Anxiety in Children

As adults, we can monitor our feelings of anxiety and work to manage them. Children are often not cognitively capable enough yet to recognize feelings of anxiety, much less know how to control them. How does children’s anxiety manifest? Often it is by withdrawing, avoiding situations, or even acting out through tantrum behaviors or crying. It is distressing as a parent to experience a child who is anxious. We want to protect our children and minimize uncomfortable feelings for them.

However, just as it is important to allow children to experience failure and disappointment at times, it is important not to over-shelter children from feelings of anxiety. The challenge is to balance exposing children to stimuli that might make them feel anxious without causing more trauma. Have you ever been in a situation where you felt very anxious and nervous? The more you thought about it, the more nervous you became. However, once you came through the other side, you realized it might not have been as bad as you expected, or maybe it was scary, but you survived. Examples might be giving speeches in public, interviewing for a job, or attending a party where you know no one. As adults, we can recognize that something is causing us fear and use techniques such as visualization and relaxation to get us through. I know one thing I do is picture myself after the event and how I will feel at that time. We can prepare children on their level as well.


Recently, one of my children was to perform in his first piano recital. He was very well prepared, the audience would only be families of fellow performers, and it was in a safe place—church. However, he tends to worry excessively and this was definitely anxiety-provoking. He did not want to participate in the recital at all and his piano teacher was willing to let him opt out.

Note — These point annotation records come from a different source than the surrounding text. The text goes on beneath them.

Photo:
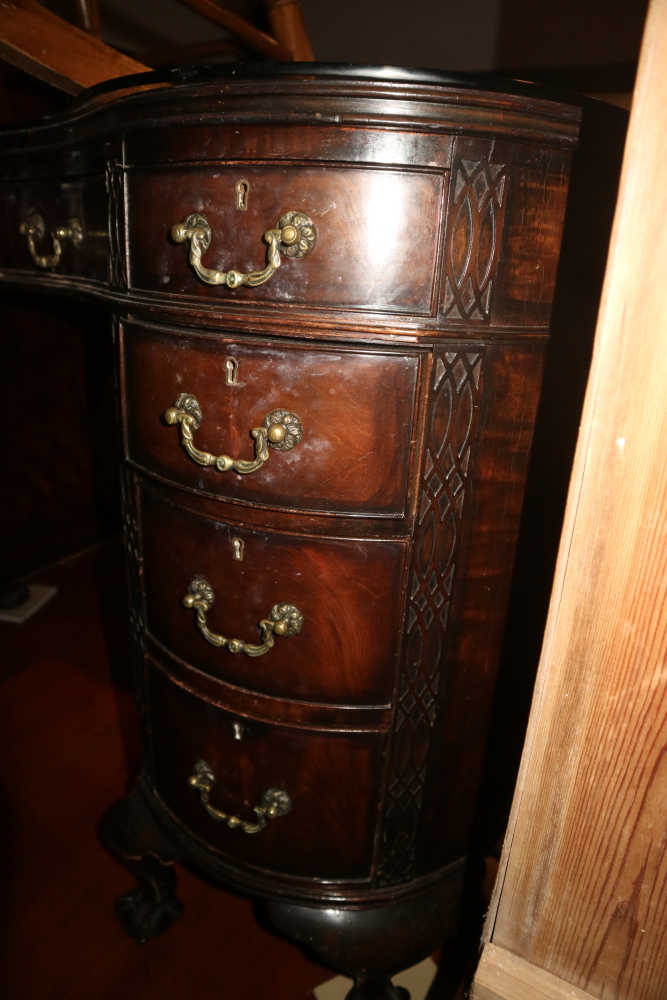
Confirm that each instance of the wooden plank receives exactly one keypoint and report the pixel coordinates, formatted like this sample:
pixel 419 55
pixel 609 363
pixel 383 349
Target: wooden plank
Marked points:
pixel 582 889
pixel 504 976
pixel 49 48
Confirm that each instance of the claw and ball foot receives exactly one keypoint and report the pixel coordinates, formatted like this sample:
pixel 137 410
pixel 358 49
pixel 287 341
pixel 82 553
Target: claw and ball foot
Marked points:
pixel 129 830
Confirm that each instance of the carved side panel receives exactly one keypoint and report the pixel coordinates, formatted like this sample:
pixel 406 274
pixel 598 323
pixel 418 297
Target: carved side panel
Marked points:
pixel 444 492
pixel 478 189
pixel 115 184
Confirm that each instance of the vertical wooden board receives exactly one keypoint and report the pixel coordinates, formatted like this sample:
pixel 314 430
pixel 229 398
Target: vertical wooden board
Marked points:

However, I knew that by avoiding the situation, it would make him more prone to avoiding similar situations in the future (behaviorists call this reinforcement; something that increases the likelihood that a behavior will repeat. For him, avoidance would be reinforcing). We told him he needed to participate in the recital, but could perform just one song. Although he expressed fear in the days leading up, we reassured him that he would do great, was well-prepared, and that if he messed up he could simply start over. Of course, the day of the recital he did a fantastic job. After it was over, he even commented that it was not as bad as he had expected and made sure we had videotaped him.

There is not a quick fix to anxiety and it is something that many people will struggle with all their lives. However, similar to learning disabilities, it is important to teach them how to compensate and use strategies to get around the anxiety. One way is to gradually expose them over time. For example, a child who is afraid of ever being away from parents might benefit from being left for very short periods of time with a family friend, then gradually lengthening that amount of time. While parents are away, the child may ask frequently when they will return, but offering distractions and fun things to do might be helpful. Although feelings of anxiety may never fully go away, they will lessen with time and the child will learn how to get through. Something else that can be helpful is reassuring the child that the parent has a cellphone and can be contacted if needed. Perhaps the parent can even send a text message at first. For children who experience such significant anxiety that these interventions are not helpful, consultation with a child psychologist may be necessary to properly diagnose and treat the symptoms.